Corn futures closed lower on Monday. Profit-taking from the gains on Friday and ideas of improved planting weather in the central and western Corn Belt weighed on the market. Old-crop led the decline, but much of the markets focus is on the weather and planting prospects, according to Doane Agricultural Report.

Corn planting has gotten off to a slow start. Traders expect USDA to report corn planting progress at 16 percent as of Sunday, the third slowest on record and well below the five-year average pace of 40 percent. July ended 22 cents lower at $7.34 1/2 and December was 8 1/4 cents lower at $6.61 1/4.    

Soybean futures traded slightly lower on Monday. Losses were trimmed into the close as the dollar index weakened. The dollar had been higher early in the day following the news of Osama bin Laden’s death. USDA will report soybean planting progress Tuesday. However, corn progress is more critical at this point. Corn planting progress is expected to be well below average pace, but progress is expected this week. If corn planting improves, there will be less acreage vulnerable to being switched to soybeans due to further planting delays. July ended 1 cent lower at $13.93 and November was 1/2 of a cent lower at $13.73 3/4.  

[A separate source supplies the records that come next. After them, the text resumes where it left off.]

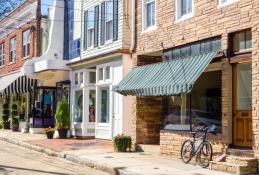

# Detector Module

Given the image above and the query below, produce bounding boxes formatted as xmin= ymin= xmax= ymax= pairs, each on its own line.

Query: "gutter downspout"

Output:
xmin=130 ymin=0 xmax=135 ymax=53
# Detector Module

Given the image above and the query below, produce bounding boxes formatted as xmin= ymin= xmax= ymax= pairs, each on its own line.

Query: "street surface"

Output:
xmin=0 ymin=141 xmax=108 ymax=175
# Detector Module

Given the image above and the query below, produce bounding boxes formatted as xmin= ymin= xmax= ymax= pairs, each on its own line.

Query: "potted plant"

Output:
xmin=10 ymin=104 xmax=19 ymax=132
xmin=45 ymin=127 xmax=55 ymax=139
xmin=2 ymin=103 xmax=10 ymax=129
xmin=113 ymin=134 xmax=132 ymax=152
xmin=55 ymin=98 xmax=70 ymax=139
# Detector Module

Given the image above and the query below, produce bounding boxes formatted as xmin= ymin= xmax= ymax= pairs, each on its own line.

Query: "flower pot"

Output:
xmin=46 ymin=132 xmax=54 ymax=139
xmin=57 ymin=128 xmax=68 ymax=139
xmin=11 ymin=124 xmax=19 ymax=132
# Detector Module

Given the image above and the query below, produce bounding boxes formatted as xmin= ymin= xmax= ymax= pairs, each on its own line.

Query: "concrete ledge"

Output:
xmin=0 ymin=136 xmax=119 ymax=175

Lean hog futures are called lower on Tuesday’s open. Pork cutouts fell $1.48 on Monday and cash markets were lower. Pork demand remains a concern given the high price of pork and concern about the economy given the high price of gas. Lean hog futures traded higher on Monday. Strength in pork cutout prices on Friday and expectations for firm cash trade early this week helped futures recover from technically oversold levels. Short-covering provided support, but gains were limited by technical damage done to the charts last week and concern about pork demand given high pork prices and high energy costs. June closed 38 cents higher at $95.65 and August was 35 cents higher at $97.58.